Feedback and distributed practice have both been identified as critical needs for deliberate practice and skill acquisition [5]. Previous medical student suturing curricula, even those using video-based assessment, have utilized human resources for assessment and feedback [6, 7]. However, the large time investments required for surgical faculty to gain or teach skills with directed feedback have been a longstanding concern [7, 8]. A key component of deliberate practice is however “detailed immediate feedback” [5]. Video-based training has demonstrated many benefits, including relieving some of the personnel burden and scheduling issues, and allowing for retrospective review while maintaining equivalent learning outcomes [9,10,11]. There remains, however, limitations in the ability to provide directed, immediate feedback [10]. There has been some work with variable results demonstrating the accuracy in learner self-assessment of skill acquisition [12, 13]. Furthermore, there has been limited previous work examining the use of artificial intelligence in assessing and providing feedback for medical student skills training [14].

Compared with manual video-based assessment, machine learning and AI-based methods are faster, require less instructor-hours, more reproducible, and potentially less subjective.
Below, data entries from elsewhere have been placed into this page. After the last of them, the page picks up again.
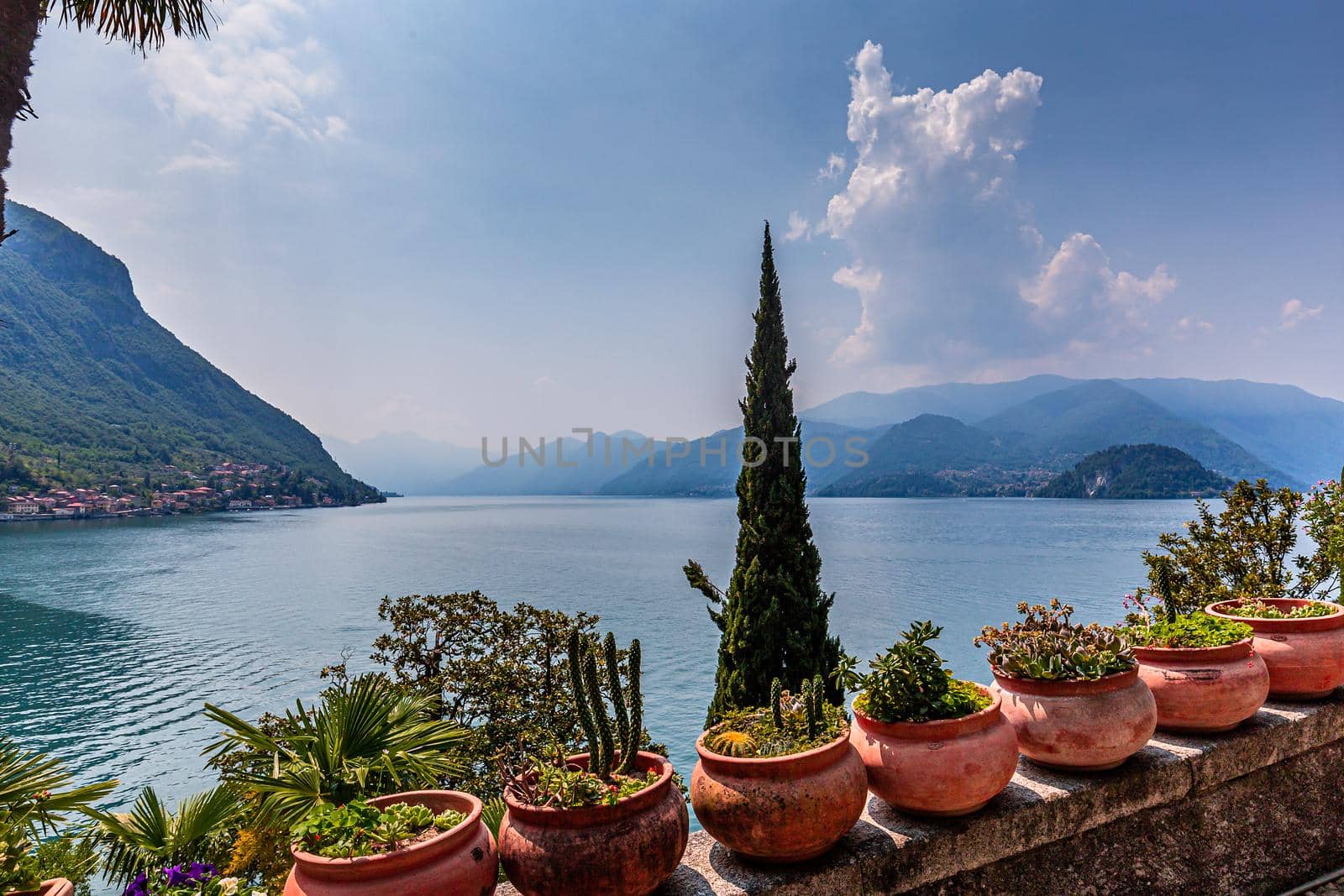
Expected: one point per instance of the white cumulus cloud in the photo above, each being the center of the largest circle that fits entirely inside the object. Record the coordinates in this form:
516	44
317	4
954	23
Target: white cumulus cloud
952	270
255	71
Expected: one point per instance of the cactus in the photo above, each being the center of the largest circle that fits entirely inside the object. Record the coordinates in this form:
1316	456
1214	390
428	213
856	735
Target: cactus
581	705
627	705
636	701
600	762
1164	582
810	708
613	679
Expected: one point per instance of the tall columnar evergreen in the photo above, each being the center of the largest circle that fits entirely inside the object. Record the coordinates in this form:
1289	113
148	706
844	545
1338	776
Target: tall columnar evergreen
774	613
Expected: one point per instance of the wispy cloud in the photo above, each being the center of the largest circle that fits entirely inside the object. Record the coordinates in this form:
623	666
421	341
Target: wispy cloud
952	271
201	157
1294	313
259	70
835	167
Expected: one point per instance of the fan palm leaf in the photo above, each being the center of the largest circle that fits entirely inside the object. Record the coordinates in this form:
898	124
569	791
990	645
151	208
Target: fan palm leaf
152	836
35	793
362	739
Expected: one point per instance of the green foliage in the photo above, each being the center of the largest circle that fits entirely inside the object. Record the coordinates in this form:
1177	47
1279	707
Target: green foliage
1046	645
76	859
365	738
1261	610
911	681
1323	513
562	785
804	725
37	799
93	391
360	829
1136	472
152	836
501	673
1241	553
591	707
1193	631
774	614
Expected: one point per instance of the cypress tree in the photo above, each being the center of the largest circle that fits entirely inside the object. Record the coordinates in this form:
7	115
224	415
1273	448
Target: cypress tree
774	613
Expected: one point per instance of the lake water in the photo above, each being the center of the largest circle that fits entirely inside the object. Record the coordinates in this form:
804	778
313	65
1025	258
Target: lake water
118	631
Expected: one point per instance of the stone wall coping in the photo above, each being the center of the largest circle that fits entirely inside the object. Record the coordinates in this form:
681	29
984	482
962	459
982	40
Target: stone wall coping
891	853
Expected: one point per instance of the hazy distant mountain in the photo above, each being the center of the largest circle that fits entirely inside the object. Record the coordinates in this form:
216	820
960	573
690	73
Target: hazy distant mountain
403	463
936	456
718	474
1281	426
1068	423
1137	472
562	466
89	378
967	402
1296	432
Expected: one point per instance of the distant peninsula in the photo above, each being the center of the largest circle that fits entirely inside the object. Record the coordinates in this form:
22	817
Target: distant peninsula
1136	472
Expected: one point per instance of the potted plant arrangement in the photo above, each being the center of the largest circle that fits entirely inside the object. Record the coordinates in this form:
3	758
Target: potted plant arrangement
1072	692
606	821
1300	640
932	745
780	783
1205	672
413	844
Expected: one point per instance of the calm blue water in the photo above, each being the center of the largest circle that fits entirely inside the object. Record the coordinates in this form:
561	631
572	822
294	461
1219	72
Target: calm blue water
116	633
The flexibility and accessibility of these methods have thus resulted in numerous successful applications in surgical education [15,16,17,18]. Nevertheless, the majority of existing work has focused on minimally invasive techniques; within this area, AI work has been developed for instrument tracking, work-flow analysis, the identification of critical anatomy, and basic surgical skills such as robotic suturing and knot-tying [19,20,21,22,23].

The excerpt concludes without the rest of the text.